A non-Euclidean phasor approach for distinction of fluorescent compounds using two-photon fluorescence lifetime imaging microscopy in ex vivo human skin (Conference Presentation)

Two-photon fluorescence lifetime imaging microscopy (FLIM) is a technique that not only probes the intensity of fluorophores, but also provides the temporal decay trace of said fluorophores on a pixel-by-pixel basis. These traces can then be transformed into the frequency domain for subsequent analysis, resulting in a scatterplot of phasor coordinates where each phasor corresponds to a single image pixel. With this in mind, it follows that individual fluorophores result in distinct clusters in the phasor plot, and a mixture of two fluorophores results in phasors that fall somewhere along a line linking the two clusters depending on the relative fluorophore concentrations. Until now, distinction of fluorescent species has relied mainly on computing the Euclidean distance between a given phasor and the mean coordinates of reference phasor clusters. However, this approach becomes inadequate in cases where one fluorophore has a much wider lifetime distribution than the other. As such, we propose the use of the Mahalanobis distance as an alternative to the Euclidean distance, as this metric additionally factors in the relative spread of each reference phasor cluster. This method has been applied to studying the oxidative response of ex vivo human skin via endogenous NADH fluorescence as it is exposed to chemical sun filters, the active ingredients in sunscreens. Given that both NADH and sun filters are fluorescent under the same excitation and emission conditions, the proposed Mahalanobis distance approach was used to distinguish the source of fluorescence in images of human skin. This allowed for the assessment of oxidative response as well as the tracking and monitoring of the sun filter formulation as it permeated throughout the skin.
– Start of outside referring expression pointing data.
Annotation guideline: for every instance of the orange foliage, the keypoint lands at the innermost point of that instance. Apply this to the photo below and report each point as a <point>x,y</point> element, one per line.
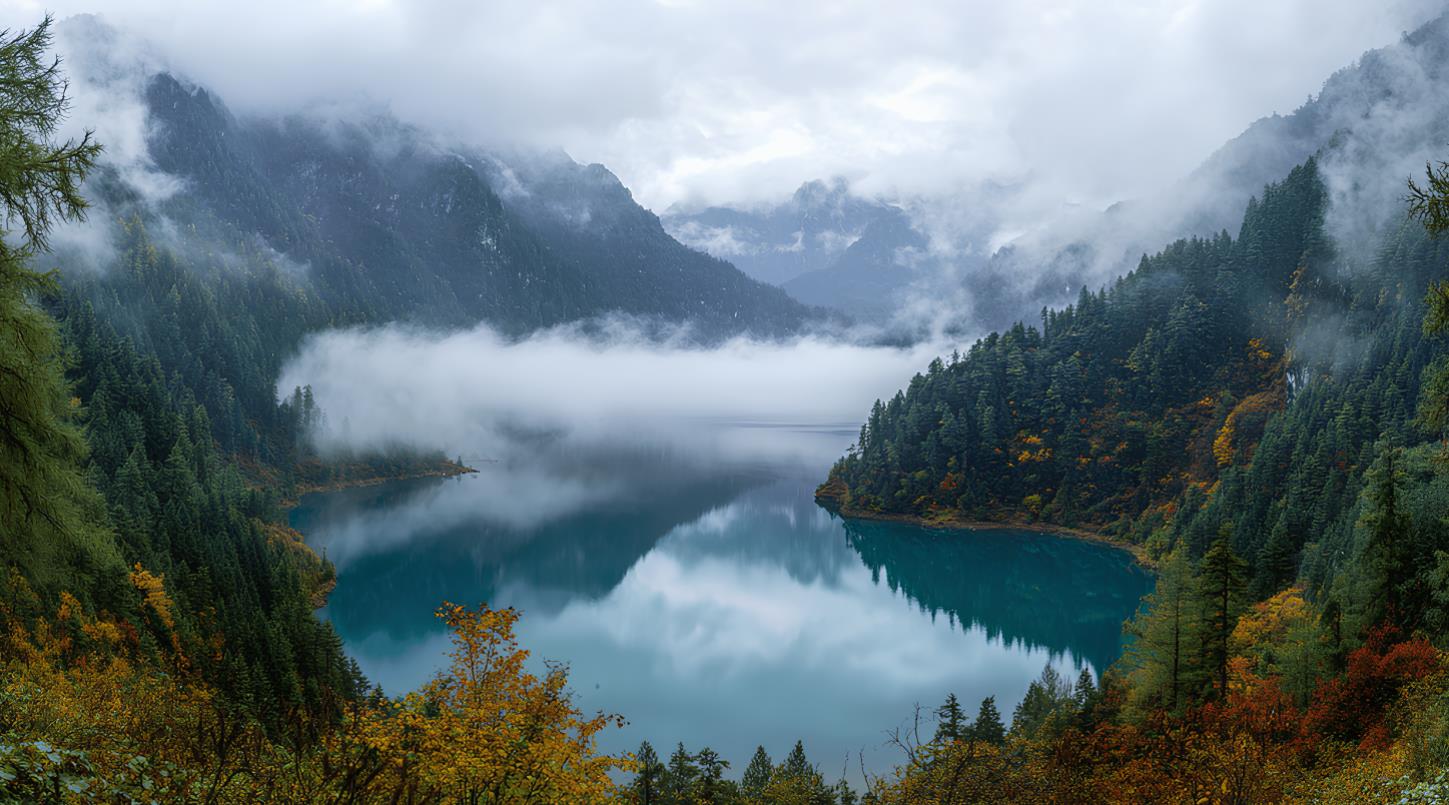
<point>1352,705</point>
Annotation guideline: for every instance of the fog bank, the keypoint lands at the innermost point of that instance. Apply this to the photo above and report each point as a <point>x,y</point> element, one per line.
<point>481,394</point>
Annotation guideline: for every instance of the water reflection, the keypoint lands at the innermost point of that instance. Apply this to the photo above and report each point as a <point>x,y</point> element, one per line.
<point>713,601</point>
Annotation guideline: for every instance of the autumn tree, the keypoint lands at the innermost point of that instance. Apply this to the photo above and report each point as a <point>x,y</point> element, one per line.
<point>1222,584</point>
<point>486,730</point>
<point>48,513</point>
<point>648,784</point>
<point>757,775</point>
<point>951,724</point>
<point>1159,660</point>
<point>988,727</point>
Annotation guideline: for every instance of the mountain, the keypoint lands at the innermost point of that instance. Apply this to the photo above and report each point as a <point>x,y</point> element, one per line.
<point>1371,125</point>
<point>394,228</point>
<point>867,278</point>
<point>775,243</point>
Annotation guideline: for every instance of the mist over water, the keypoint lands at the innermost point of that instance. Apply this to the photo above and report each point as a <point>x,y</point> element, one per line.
<point>694,587</point>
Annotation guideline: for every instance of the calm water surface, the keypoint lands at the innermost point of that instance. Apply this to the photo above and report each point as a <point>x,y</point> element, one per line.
<point>699,591</point>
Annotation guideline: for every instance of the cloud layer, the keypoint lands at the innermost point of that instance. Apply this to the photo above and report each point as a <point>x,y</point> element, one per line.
<point>481,394</point>
<point>736,102</point>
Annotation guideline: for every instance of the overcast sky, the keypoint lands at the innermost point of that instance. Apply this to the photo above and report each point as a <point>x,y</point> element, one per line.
<point>741,100</point>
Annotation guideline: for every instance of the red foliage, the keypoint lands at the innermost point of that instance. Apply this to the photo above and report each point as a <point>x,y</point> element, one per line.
<point>1352,705</point>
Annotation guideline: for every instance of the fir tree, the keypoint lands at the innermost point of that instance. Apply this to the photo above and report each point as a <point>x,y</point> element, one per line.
<point>1220,585</point>
<point>648,778</point>
<point>757,775</point>
<point>988,727</point>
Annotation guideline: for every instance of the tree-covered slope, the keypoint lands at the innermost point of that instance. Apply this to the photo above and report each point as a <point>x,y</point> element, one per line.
<point>391,226</point>
<point>1230,382</point>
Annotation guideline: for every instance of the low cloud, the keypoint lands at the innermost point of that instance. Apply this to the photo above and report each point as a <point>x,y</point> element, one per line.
<point>483,394</point>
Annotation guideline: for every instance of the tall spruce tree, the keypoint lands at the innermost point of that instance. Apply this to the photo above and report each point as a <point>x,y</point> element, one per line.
<point>1222,582</point>
<point>757,775</point>
<point>49,516</point>
<point>1159,658</point>
<point>988,727</point>
<point>648,784</point>
<point>951,723</point>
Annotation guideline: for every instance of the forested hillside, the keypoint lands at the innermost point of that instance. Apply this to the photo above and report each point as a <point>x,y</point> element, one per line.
<point>1261,416</point>
<point>381,225</point>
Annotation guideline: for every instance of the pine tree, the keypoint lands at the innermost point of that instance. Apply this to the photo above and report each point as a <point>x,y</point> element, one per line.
<point>710,786</point>
<point>1222,581</point>
<point>678,778</point>
<point>1164,631</point>
<point>988,727</point>
<point>47,508</point>
<point>1084,697</point>
<point>1388,558</point>
<point>951,721</point>
<point>757,775</point>
<point>648,782</point>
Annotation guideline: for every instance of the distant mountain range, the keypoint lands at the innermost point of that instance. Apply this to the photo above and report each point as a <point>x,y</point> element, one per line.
<point>1374,123</point>
<point>389,225</point>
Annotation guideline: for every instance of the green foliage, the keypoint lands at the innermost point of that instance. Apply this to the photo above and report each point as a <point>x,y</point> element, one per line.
<point>51,523</point>
<point>951,723</point>
<point>1220,579</point>
<point>988,727</point>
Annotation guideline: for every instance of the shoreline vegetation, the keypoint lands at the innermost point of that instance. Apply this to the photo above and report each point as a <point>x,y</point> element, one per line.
<point>439,468</point>
<point>833,495</point>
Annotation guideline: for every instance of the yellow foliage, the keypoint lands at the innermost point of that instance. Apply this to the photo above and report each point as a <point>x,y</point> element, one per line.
<point>154,594</point>
<point>490,731</point>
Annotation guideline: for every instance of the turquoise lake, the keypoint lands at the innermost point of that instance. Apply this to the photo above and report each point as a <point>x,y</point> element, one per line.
<point>702,594</point>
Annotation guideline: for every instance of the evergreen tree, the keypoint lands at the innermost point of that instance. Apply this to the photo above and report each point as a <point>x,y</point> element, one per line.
<point>1388,558</point>
<point>1164,631</point>
<point>48,511</point>
<point>951,724</point>
<point>988,727</point>
<point>648,784</point>
<point>757,775</point>
<point>1084,697</point>
<point>710,786</point>
<point>1222,582</point>
<point>680,776</point>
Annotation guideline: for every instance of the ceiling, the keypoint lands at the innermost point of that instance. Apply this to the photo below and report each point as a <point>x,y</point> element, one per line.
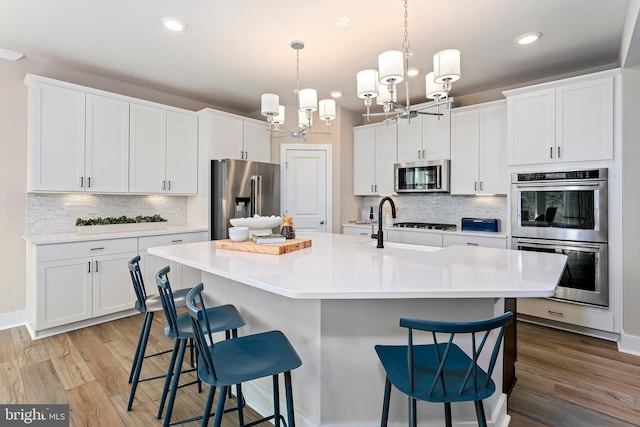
<point>233,51</point>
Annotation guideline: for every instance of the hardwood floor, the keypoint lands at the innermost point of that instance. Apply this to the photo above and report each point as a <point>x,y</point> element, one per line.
<point>564,379</point>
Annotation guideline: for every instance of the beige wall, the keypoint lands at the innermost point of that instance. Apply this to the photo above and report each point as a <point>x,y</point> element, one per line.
<point>13,160</point>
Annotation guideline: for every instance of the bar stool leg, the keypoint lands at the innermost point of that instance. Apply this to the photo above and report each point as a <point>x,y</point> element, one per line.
<point>174,383</point>
<point>139,357</point>
<point>167,380</point>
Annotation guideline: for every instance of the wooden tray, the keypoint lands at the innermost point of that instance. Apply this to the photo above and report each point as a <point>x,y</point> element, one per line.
<point>267,248</point>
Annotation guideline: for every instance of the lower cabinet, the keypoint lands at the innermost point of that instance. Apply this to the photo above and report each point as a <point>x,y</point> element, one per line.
<point>84,281</point>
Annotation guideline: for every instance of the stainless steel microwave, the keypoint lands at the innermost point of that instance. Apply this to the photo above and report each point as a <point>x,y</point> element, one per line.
<point>422,177</point>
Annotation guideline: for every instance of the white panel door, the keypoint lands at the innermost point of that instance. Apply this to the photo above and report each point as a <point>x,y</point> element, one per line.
<point>182,153</point>
<point>57,121</point>
<point>107,145</point>
<point>307,192</point>
<point>147,149</point>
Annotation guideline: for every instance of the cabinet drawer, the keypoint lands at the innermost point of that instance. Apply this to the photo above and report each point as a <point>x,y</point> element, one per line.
<point>574,314</point>
<point>415,238</point>
<point>487,242</point>
<point>172,239</point>
<point>82,249</point>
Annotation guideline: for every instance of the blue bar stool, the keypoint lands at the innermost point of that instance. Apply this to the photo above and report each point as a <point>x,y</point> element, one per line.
<point>147,305</point>
<point>440,372</point>
<point>232,362</point>
<point>178,327</point>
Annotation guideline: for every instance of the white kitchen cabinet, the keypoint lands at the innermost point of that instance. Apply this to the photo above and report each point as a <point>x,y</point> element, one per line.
<point>81,280</point>
<point>563,121</point>
<point>237,137</point>
<point>479,149</point>
<point>163,151</point>
<point>425,137</point>
<point>78,142</point>
<point>499,242</point>
<point>180,276</point>
<point>375,153</point>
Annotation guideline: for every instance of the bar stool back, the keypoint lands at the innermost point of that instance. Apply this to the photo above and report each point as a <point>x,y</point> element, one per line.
<point>232,362</point>
<point>442,372</point>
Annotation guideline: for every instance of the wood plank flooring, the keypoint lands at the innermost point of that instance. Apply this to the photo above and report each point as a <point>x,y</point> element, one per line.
<point>564,379</point>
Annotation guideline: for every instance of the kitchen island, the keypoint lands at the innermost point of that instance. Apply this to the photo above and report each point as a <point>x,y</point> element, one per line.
<point>340,297</point>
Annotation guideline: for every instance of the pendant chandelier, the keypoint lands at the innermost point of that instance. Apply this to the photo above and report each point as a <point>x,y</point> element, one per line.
<point>307,104</point>
<point>392,68</point>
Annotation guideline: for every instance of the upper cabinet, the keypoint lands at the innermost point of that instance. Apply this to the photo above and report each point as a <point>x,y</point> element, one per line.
<point>374,155</point>
<point>79,142</point>
<point>563,121</point>
<point>426,136</point>
<point>479,149</point>
<point>237,137</point>
<point>163,150</point>
<point>87,140</point>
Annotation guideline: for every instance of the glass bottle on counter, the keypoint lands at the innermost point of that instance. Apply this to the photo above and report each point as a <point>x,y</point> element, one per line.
<point>287,227</point>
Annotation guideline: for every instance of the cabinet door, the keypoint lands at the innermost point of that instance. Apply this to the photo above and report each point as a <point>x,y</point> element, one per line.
<point>584,117</point>
<point>492,173</point>
<point>437,134</point>
<point>257,142</point>
<point>228,135</point>
<point>364,157</point>
<point>182,153</point>
<point>386,156</point>
<point>107,145</point>
<point>148,138</point>
<point>112,288</point>
<point>410,138</point>
<point>57,127</point>
<point>465,147</point>
<point>64,293</point>
<point>531,127</point>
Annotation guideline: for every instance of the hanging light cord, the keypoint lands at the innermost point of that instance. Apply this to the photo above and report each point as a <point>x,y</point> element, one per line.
<point>405,46</point>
Phasor fluorescence lifetime microscopy of NADH to analyze metabolic activity of adipocytes (Conference Presentation)

The evaluation of complex metabolic changes of individual live cells and heterogeneous cell cultures is not feasible using traditional methods due to their destructive behavior and lack of spatial information. Two-photon excited fluorescence of intrinsic fluorophores such as nicotinamide adenine dinucleotide (NADH) facilitate a label-free and non-destructive evaluation of metabolic activity. This study explores the phasor approach in combination with two-photon fluorescence lifetime imaging microscopy (FLIM) as a potential method to evaluate pharmacologically induced metabolic changes that occur during the browning of adipocytes. The possibility of browning of white adipose cells is a desirable prospect for the treatment of obesity and related disorders. Here, we compared the results obtained by Fourier-based phasor analysis with the traditional exponential FLIM analysis as well as results of an extracellular flux analyzer. The alteration of glycolytic function and oxidative phosphorylation after treatment with pharmacological reagents significantly shift the contribution of each of the fluorescence lifetime components to the total fluorescence intensity. Further, we showed that the ratios of the lifetime components obtained by the phasor approach reflect the shift in mitochondrial and cytosolic NADH concentration. The phasor analysis agrees with traditional assessments, such as the optical free-to-bound NADH ratio as well as the oxygen consumption rate and extracellular acidification rate as determined by the extracellular flux analyzer. Our results support the concept that non-invasive sensing of fat metabolism and browning of fat may be possible by analyzing the fluorescence lifetime of NADH using the phasor approach.